Park in Haslett, Ingham County, United States of America

Lake Lansing Park North is a public park in Haslett, Michigan covering over 530 acre. The park covers a variety of ecosystems, including mature oak and maple woodlands, marshlands, pine plantations and transitional field areas. The park entrance is located at 6260 East Lake Drive across from the Lake Lansing boat launch. There are several trails for hiking in the spring, summer and fall months, and cross country skiing in the winter. There is a per vehicle entrance fee year-round of
$3 for Ingham County residents and
$5 for non-residents seven days a week. Annual passes are available for $35 for Ingham County residents and $45 for non-Ingham County residents.
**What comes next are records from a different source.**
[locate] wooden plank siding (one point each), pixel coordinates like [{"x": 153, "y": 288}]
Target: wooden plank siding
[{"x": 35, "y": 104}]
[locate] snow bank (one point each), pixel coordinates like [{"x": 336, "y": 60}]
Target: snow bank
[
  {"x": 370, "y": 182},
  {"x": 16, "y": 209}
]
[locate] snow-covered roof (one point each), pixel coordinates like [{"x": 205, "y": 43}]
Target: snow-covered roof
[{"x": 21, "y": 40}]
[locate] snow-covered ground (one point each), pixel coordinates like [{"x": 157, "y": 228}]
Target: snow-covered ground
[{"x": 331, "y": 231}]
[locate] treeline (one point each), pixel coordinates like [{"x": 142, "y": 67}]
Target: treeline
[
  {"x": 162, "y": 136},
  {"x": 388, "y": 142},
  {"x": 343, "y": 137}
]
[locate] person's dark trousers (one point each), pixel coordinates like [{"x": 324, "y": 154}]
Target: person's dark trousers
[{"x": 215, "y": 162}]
Park North was completed in 1986 as part of a rejuvenation project on the Lake Lansing area, starting when Lake Lansing Park South, a sister park across the lake consisting mainly of a beach and picnic grounds, was purchased by Ingham County in 1974. According to the Ingham County Parks Department, roughly 450,000 people visit the Lake Lansing parks a year, with over 90% coming from the Lansing metropolitan area.

==Facilities==
In addition to the trails, Park North has picnic grounds, a softball diamond, horseshoe pits, volleyball and basketball courts, a cross country ski rental shop open during the winter, two playgrounds, and a disc golf course called Tadpole Beach. This course offers 18 holes perfect for beginner level disc golfers. There are also three shelters constructed around the park that can be reserved for events. Depending on the shelter, they can hold between 60 and 240 people.
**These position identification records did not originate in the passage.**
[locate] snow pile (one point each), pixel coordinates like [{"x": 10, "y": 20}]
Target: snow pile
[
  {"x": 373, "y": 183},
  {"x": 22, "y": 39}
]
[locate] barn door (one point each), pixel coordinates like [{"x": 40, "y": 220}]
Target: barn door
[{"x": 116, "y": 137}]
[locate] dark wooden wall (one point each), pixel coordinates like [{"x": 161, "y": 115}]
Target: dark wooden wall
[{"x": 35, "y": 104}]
There are three full hiking and skiing trails and two cutoff trails that cover approximately 5.3 mi total according to the Ingham County Parks office. They are mostly wooded with a few boardwalks across marshy areas. Dogs must be on leash. On top of the current 410 acre, a Michigan Department of Natural Resources grant is expected to acquire an additional 120 acre for Park North.